Compared to the band’s previous catalog, the film’s music takes yet another artistic leap—this time, to more ethereal and opera-inspired territory. Sure, there’s the power-pop meta-rock opener “So May We Start,” which, with its jaunty piano and intricate, theatrical harmonies feels like vintage Sparks. But the true highlights come from the atmospheric strings and arias, which sound hair-raising and tragic, marking another high point in their already theatrical oeuvre. As you may have heard from your Twitter feed about the film, there’s even a musical number where Henry is performing oral sex on Ann, proof that even in their 50th year as a band Sparks’ isn’t afraid to shock. 
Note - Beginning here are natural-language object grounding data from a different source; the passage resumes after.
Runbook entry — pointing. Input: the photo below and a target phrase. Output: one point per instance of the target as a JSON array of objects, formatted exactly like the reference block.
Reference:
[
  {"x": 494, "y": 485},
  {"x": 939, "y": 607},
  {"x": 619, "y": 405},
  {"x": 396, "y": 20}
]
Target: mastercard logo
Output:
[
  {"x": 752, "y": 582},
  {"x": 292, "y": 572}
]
These two films couldn’t be more different, but they encapsulate the vast and symbiotic genius of the Mael brothers, whose career has endured for their wit, adventurousness, and ability to take huge risks. Just as Carax’s eccentricity fits perfectly with the band’s own musical and visual weirdness, Sparks’ humor is also exceptionally matched in Wright’s enthusiastically clever directorial style. In an interview with Variety, Wright explained how much fun it was to finally dive into their music. “I get asked a lot, ‘What Sparks album should I start with?’” he said. “And the truth is that there’s no one album that defines the whole story. So that’s a testament to Ron and Russell—it isn’t like you can get the entire measure of Sparks from just one album.” There’s no perfect guide to Sparks, but for a band whose entire career is several dozen artistic left turns, you can’t go wrong.